Tuesday, June 1, 2010

Goodbye Louise Bourgeois

The artist Louise Bourgeois passed away yesterday at the age of 98. I was fortunate to see some of her work last year at the Corcoran Gallery of Art in Washington DC. At one point in her career, she made a series of gigantic spider mama's with long spindly legs and a big sack of babies hanging from the fulcrum where the legs gathered into a head. In other pieces, she created "rooms" from tall pieces of wood hinged together door like with tiny windows to peer into. There she lay objects evocative of female spaces, lace, white gloves, marbled hands, a sewing basket, and then the smear of blood on a wall, a heart, a syringe. In her art, she sought to find the trembling safety of unsafe places, emotions, situations.
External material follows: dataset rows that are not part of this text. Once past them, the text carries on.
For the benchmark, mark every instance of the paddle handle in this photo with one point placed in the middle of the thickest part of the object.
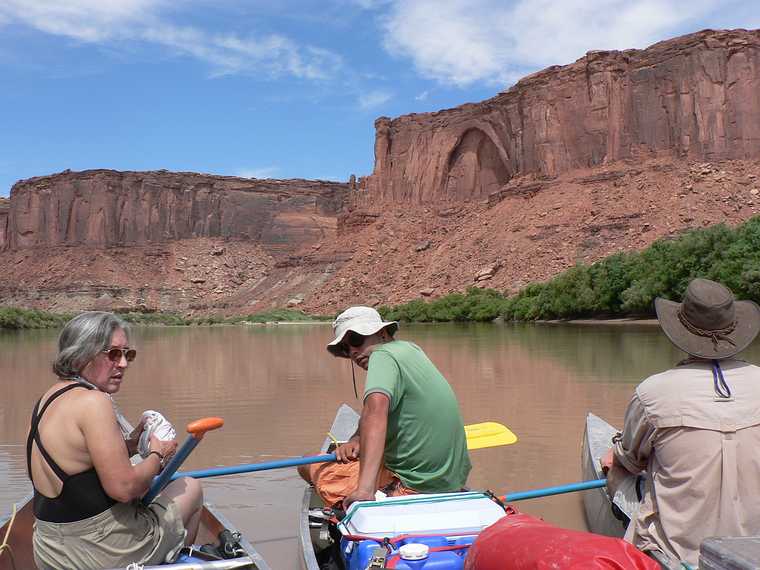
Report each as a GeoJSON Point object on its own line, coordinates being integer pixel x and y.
{"type": "Point", "coordinates": [558, 490]}
{"type": "Point", "coordinates": [253, 467]}
{"type": "Point", "coordinates": [197, 430]}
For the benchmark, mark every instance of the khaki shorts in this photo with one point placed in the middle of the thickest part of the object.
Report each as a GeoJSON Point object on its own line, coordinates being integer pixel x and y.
{"type": "Point", "coordinates": [335, 481]}
{"type": "Point", "coordinates": [125, 533]}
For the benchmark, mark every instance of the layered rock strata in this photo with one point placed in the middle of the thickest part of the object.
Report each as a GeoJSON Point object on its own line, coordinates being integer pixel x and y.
{"type": "Point", "coordinates": [104, 208]}
{"type": "Point", "coordinates": [692, 97]}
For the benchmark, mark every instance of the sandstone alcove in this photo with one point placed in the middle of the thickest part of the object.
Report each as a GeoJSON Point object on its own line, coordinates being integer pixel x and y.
{"type": "Point", "coordinates": [475, 167]}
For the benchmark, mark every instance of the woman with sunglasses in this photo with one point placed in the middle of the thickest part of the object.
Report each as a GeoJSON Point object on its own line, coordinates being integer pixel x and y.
{"type": "Point", "coordinates": [86, 490]}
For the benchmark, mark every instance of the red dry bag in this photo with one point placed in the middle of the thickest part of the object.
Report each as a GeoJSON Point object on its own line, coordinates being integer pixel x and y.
{"type": "Point", "coordinates": [522, 542]}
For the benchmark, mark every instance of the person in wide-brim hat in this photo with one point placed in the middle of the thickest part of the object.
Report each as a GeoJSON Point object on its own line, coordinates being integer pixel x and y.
{"type": "Point", "coordinates": [709, 323]}
{"type": "Point", "coordinates": [407, 404]}
{"type": "Point", "coordinates": [694, 430]}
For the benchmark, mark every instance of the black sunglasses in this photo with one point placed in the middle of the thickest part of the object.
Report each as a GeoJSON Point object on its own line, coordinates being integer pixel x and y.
{"type": "Point", "coordinates": [115, 354]}
{"type": "Point", "coordinates": [352, 339]}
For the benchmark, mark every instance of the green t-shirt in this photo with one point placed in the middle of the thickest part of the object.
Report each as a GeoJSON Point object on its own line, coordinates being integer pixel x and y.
{"type": "Point", "coordinates": [425, 444]}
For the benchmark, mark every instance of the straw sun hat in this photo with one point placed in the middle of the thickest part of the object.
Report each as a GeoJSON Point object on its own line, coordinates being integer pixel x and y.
{"type": "Point", "coordinates": [709, 323]}
{"type": "Point", "coordinates": [365, 321]}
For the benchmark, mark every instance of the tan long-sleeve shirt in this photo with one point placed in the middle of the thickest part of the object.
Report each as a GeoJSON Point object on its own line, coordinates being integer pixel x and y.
{"type": "Point", "coordinates": [701, 455]}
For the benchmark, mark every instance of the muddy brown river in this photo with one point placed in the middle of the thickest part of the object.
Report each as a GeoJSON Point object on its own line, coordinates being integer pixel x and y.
{"type": "Point", "coordinates": [278, 389]}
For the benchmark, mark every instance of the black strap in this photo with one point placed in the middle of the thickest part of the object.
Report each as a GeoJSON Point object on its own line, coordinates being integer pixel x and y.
{"type": "Point", "coordinates": [34, 434]}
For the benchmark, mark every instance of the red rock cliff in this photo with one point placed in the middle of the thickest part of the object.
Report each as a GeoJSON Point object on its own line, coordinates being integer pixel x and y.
{"type": "Point", "coordinates": [4, 207]}
{"type": "Point", "coordinates": [692, 97]}
{"type": "Point", "coordinates": [108, 208]}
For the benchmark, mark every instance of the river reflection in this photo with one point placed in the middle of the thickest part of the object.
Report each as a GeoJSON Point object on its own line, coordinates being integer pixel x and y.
{"type": "Point", "coordinates": [278, 389]}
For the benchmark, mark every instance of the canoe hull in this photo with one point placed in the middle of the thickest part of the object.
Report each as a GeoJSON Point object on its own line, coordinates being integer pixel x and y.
{"type": "Point", "coordinates": [211, 524]}
{"type": "Point", "coordinates": [603, 515]}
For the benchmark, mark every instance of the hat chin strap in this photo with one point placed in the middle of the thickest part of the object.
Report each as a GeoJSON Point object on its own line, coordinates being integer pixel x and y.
{"type": "Point", "coordinates": [353, 376]}
{"type": "Point", "coordinates": [714, 334]}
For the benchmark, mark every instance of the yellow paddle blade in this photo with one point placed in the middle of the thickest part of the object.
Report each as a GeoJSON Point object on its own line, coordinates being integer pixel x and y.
{"type": "Point", "coordinates": [488, 434]}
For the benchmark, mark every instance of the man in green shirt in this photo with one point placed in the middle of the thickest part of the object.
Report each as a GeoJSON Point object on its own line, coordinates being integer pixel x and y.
{"type": "Point", "coordinates": [411, 436]}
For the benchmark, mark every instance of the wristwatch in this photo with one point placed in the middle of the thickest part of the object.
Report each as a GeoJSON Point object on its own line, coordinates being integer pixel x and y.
{"type": "Point", "coordinates": [161, 457]}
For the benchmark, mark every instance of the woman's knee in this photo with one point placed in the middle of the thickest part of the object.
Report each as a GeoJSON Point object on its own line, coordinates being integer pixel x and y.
{"type": "Point", "coordinates": [193, 490]}
{"type": "Point", "coordinates": [187, 491]}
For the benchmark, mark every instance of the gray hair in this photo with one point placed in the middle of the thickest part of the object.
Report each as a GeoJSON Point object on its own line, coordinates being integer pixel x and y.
{"type": "Point", "coordinates": [83, 338]}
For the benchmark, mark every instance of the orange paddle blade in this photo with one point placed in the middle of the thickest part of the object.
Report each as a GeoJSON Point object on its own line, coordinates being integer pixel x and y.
{"type": "Point", "coordinates": [199, 427]}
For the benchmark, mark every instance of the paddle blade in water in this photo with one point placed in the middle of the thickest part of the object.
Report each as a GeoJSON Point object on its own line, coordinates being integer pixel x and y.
{"type": "Point", "coordinates": [488, 434]}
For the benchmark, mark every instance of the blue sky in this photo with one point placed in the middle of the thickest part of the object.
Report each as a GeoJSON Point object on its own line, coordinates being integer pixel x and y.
{"type": "Point", "coordinates": [285, 89]}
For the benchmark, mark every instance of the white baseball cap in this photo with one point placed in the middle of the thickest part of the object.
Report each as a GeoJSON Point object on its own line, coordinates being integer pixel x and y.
{"type": "Point", "coordinates": [365, 321]}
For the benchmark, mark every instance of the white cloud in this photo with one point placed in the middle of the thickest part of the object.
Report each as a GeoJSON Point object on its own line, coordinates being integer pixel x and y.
{"type": "Point", "coordinates": [373, 99]}
{"type": "Point", "coordinates": [369, 4]}
{"type": "Point", "coordinates": [265, 172]}
{"type": "Point", "coordinates": [114, 21]}
{"type": "Point", "coordinates": [465, 41]}
{"type": "Point", "coordinates": [85, 20]}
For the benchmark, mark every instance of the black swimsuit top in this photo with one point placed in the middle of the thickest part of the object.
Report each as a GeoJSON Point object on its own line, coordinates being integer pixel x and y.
{"type": "Point", "coordinates": [82, 495]}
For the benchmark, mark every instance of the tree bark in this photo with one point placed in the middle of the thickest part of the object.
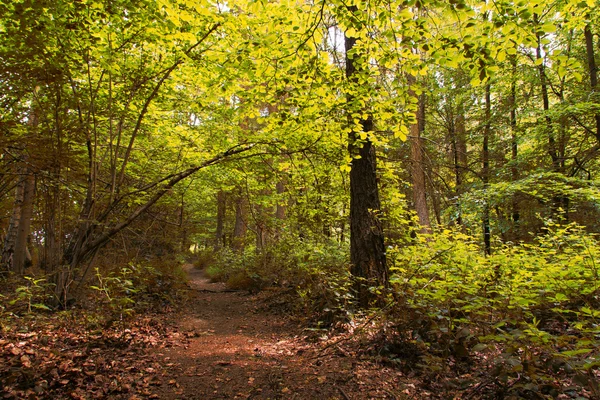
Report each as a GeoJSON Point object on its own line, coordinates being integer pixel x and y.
{"type": "Point", "coordinates": [221, 213]}
{"type": "Point", "coordinates": [514, 139]}
{"type": "Point", "coordinates": [21, 255]}
{"type": "Point", "coordinates": [367, 250]}
{"type": "Point", "coordinates": [240, 227]}
{"type": "Point", "coordinates": [417, 164]}
{"type": "Point", "coordinates": [486, 171]}
{"type": "Point", "coordinates": [591, 59]}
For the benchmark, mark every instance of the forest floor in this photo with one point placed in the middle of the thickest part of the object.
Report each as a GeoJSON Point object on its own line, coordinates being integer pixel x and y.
{"type": "Point", "coordinates": [215, 343]}
{"type": "Point", "coordinates": [234, 345]}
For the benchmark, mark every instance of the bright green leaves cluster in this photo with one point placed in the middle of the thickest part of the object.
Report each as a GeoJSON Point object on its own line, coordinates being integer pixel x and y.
{"type": "Point", "coordinates": [510, 299]}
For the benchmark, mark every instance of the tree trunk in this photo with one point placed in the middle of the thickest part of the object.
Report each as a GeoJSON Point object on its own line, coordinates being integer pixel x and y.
{"type": "Point", "coordinates": [514, 143]}
{"type": "Point", "coordinates": [367, 251]}
{"type": "Point", "coordinates": [417, 164]}
{"type": "Point", "coordinates": [240, 227]}
{"type": "Point", "coordinates": [486, 171]}
{"type": "Point", "coordinates": [21, 255]}
{"type": "Point", "coordinates": [221, 213]}
{"type": "Point", "coordinates": [591, 58]}
{"type": "Point", "coordinates": [10, 240]}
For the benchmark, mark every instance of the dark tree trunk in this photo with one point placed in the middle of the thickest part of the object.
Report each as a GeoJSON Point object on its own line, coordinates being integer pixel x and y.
{"type": "Point", "coordinates": [514, 140]}
{"type": "Point", "coordinates": [418, 166]}
{"type": "Point", "coordinates": [221, 213]}
{"type": "Point", "coordinates": [591, 58]}
{"type": "Point", "coordinates": [486, 171]}
{"type": "Point", "coordinates": [240, 227]}
{"type": "Point", "coordinates": [21, 255]}
{"type": "Point", "coordinates": [15, 252]}
{"type": "Point", "coordinates": [367, 251]}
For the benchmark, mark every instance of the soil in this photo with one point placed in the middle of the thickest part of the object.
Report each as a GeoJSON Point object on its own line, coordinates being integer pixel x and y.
{"type": "Point", "coordinates": [233, 347]}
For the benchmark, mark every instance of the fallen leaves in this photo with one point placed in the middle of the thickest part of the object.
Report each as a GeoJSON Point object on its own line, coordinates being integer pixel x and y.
{"type": "Point", "coordinates": [67, 360]}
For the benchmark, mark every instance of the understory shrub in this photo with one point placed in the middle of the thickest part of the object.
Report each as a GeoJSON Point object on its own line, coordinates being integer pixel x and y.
{"type": "Point", "coordinates": [317, 271]}
{"type": "Point", "coordinates": [140, 286]}
{"type": "Point", "coordinates": [531, 310]}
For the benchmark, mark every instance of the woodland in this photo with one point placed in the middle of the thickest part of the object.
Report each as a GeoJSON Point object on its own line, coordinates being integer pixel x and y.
{"type": "Point", "coordinates": [410, 187]}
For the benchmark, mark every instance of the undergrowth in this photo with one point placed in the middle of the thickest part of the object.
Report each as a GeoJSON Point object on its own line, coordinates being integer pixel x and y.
{"type": "Point", "coordinates": [529, 313]}
{"type": "Point", "coordinates": [522, 322]}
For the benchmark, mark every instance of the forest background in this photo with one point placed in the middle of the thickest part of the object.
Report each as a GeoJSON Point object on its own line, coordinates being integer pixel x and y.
{"type": "Point", "coordinates": [435, 162]}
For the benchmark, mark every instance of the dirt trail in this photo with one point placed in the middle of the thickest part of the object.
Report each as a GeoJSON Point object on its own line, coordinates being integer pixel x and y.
{"type": "Point", "coordinates": [232, 349]}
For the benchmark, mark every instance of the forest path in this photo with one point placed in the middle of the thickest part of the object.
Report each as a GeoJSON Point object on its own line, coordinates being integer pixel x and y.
{"type": "Point", "coordinates": [231, 348]}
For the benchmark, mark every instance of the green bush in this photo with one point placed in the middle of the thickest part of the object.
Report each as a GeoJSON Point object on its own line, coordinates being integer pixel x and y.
{"type": "Point", "coordinates": [537, 303]}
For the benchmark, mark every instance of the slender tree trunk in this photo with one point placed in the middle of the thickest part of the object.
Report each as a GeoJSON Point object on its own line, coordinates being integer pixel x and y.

There were many many years when she was ignored by the "Art" world, because women weren't taken seriously as anything, let alone artists. But, she pressed on with beautiful sculptures in marble and bronze. "Arch of Hysteria," shows a body flung into a wildly arching back bend, the head severed from the neck (see the NYT obit for this).

Her work evokes in me feelings of wonder, vulnerability, strength, surrender. And a strong desire to embrace things ignored, forgotten, left behind; the beating heart, the spider's egg case, my father's voice.